Baer’s reply was a classic which shocked and embittered not only the miners but other intelligent readers of the news as well: “The rights and interests of the laboring man will be protected and cared for, not by labor agitators, but by the Christian men to whom God in his infinite wisdom has given control of the property interests of the country.”
When we turn to Europe, we find the same story: Protestants as well as Catholics, then, as now, characteristically survey the society in which they operate and — like God at creation — they call it good. As it is. No change needed. Keep the status quo.
In nominally Catholic France in the 1840s, the premier, Francois Guizot, advised the poor “to work hard, enrich yourselves, and then you can vote.” He seemed not to know that wages were so low and employment so uncertain that an entire family trying to work every day in the year could barely survive. At that time in Britain, as in France, both Protestant and Catholic churches were conducting state-subsidized revivals with the fervent hope of keeping their submerged classes from revolution.
In Russia in the centuries before the revolutions of 1917, the ruling class, supported by the Russian Orthodox Church, opposed every move toward the peaceful changes which might have prevented the horrors of Communism.

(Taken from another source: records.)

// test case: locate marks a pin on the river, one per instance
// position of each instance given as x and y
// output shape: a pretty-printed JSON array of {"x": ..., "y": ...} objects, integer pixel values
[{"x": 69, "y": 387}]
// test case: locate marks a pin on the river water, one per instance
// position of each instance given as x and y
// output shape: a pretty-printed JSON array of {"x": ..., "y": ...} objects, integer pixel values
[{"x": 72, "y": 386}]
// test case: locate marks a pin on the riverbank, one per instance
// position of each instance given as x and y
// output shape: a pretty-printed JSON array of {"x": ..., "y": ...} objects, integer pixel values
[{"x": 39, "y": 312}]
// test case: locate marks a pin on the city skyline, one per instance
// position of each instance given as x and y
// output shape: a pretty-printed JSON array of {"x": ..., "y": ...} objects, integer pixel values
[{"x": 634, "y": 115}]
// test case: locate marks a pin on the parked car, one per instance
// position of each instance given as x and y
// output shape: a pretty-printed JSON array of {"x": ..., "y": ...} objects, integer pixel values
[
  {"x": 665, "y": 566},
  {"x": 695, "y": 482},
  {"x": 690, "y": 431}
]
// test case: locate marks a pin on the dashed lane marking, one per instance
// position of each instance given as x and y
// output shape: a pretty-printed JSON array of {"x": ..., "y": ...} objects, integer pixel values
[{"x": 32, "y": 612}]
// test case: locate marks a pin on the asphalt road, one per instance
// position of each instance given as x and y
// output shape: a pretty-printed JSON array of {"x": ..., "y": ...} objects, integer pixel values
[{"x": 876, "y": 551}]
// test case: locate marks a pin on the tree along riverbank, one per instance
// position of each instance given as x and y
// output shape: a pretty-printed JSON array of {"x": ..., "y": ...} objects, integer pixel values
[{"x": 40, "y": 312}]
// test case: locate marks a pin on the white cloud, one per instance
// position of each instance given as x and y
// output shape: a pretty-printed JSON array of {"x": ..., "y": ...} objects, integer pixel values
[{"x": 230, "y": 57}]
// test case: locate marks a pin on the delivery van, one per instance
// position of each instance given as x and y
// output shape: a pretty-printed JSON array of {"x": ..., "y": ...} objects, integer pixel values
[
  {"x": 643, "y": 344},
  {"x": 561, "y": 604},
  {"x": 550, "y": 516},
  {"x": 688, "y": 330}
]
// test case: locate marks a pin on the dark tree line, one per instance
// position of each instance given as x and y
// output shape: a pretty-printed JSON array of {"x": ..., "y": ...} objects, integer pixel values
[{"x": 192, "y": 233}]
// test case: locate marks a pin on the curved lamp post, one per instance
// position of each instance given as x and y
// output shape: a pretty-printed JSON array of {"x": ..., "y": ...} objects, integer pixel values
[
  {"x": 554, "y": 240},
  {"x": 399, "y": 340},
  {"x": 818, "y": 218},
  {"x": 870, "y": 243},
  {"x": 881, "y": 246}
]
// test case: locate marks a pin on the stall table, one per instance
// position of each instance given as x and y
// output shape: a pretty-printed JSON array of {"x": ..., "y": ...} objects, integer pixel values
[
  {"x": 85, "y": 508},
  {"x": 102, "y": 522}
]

Our current race problems, our chaos in health care, and our millions living in poverty make further specifics unnecessary.
That Switzerland and the Scandinavian countries do so much better in these matters demonstrates that we could improve our record if we had the will and the leadership, both of which our churches could provide.
Finally, Christian people, especially those who stridently demand pledges of creedal orthodoxy, should be demanding orthodoxy in Christian ethical conduct.